By 1977 a test site was under construction in the Kalahari Desert. Like other nuclear test sites the Vastrap military base housed a landing field, barracks, labs, shelters and a two shafts drilled into the desert rock. What Vastrap didn’t have was any kind of camouflage, which is very odd. The Soviets found Vastrap with their recon sats and relayed their find to the Carter administration. Huge pressure from the United States, the USSR and France forced the closure of the test site for a decade.

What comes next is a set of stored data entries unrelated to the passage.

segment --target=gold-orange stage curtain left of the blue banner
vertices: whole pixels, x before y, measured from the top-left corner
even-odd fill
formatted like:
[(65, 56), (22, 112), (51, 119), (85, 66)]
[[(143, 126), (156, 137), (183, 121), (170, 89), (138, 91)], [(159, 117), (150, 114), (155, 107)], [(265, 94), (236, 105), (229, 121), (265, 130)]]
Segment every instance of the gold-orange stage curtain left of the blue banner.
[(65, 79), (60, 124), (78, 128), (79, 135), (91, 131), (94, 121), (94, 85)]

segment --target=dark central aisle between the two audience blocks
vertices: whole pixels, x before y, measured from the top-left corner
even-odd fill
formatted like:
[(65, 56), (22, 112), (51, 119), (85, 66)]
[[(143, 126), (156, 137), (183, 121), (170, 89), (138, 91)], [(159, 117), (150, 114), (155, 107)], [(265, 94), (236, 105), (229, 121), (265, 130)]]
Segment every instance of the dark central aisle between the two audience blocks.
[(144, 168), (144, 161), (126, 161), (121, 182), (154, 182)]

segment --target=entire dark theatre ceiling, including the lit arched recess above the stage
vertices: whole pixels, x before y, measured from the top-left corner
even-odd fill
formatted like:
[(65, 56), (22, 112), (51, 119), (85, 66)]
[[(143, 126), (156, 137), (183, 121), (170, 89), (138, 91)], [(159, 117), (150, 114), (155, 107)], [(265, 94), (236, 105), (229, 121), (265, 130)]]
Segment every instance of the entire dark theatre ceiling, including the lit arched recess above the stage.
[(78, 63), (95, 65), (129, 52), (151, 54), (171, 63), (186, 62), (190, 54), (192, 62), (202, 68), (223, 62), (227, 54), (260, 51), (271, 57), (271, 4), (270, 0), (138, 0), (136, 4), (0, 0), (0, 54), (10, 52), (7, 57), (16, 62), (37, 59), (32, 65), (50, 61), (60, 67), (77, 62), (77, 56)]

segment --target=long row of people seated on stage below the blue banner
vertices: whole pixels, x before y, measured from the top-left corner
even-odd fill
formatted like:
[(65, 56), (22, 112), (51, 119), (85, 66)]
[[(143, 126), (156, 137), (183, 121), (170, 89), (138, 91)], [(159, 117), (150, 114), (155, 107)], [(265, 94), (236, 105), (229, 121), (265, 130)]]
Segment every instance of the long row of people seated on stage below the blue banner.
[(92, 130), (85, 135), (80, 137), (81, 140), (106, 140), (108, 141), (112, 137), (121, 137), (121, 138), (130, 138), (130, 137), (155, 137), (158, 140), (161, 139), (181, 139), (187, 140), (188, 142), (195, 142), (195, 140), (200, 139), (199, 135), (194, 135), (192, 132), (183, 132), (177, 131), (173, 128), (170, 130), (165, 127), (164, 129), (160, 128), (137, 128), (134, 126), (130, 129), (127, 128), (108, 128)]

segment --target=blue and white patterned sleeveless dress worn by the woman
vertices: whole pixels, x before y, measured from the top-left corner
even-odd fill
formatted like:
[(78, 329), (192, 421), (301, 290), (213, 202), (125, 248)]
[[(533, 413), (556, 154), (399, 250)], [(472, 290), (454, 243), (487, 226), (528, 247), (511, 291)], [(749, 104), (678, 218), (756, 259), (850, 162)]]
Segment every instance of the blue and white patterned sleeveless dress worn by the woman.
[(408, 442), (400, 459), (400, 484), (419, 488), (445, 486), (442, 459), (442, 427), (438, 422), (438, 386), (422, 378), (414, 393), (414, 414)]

In 1979 a U.S. Air Force reconnaissance satellite, part of the Vela constellation of nuclear explosion detectors, spotted a mysterious flash in the southern Indian Ocean near some remote South African islands. Publicly, although the Vela sat seemingly detected what it was designed to detect, the U.S. government declined to declare this event a secret nuclear test. Decades later this response appears at odds with the conclusions of American weaponeers.

During the 1980s, as international opinion turned against South Africa’s domestic policies, work continued on the nuclear program. A send gaseous diffusion plant was constructed but failed to meet its designed output. Armscor (now Denel, Ltd.) the state armaments firm, established a bomb building facility close to the capital Pretoria, where explosive implosion, bomb components and health physics were handled.

By 1982 South Africa had built three nuclear devices: an unnamed test unit for “cold-testing” (using low-fissile U-238) reputed to weigh three tons, a true test device named “Melba” or “Video” less than half the weight of the first, and its first “G.I.-proof” weapon “Hobo” or “Cabot.” These gadgets were shaped by South Africa’s unusual deterrence policy.

In its first phase the nation would, like Israel, maintain “strategic ambiguity” by neither confirming nor denying its possession of the bomb. If South Africa faced imminent threat from its neighbors or the USSR, in the second phase allies like the United States would be secretly informed of the nuclear deterrent. If after the secret reveal the United States and its allies failed to help South Africa, a demonstration detonation of the weapons would take place. Unmentioned is Phase Four: the field use of nuclear weapons on military targets.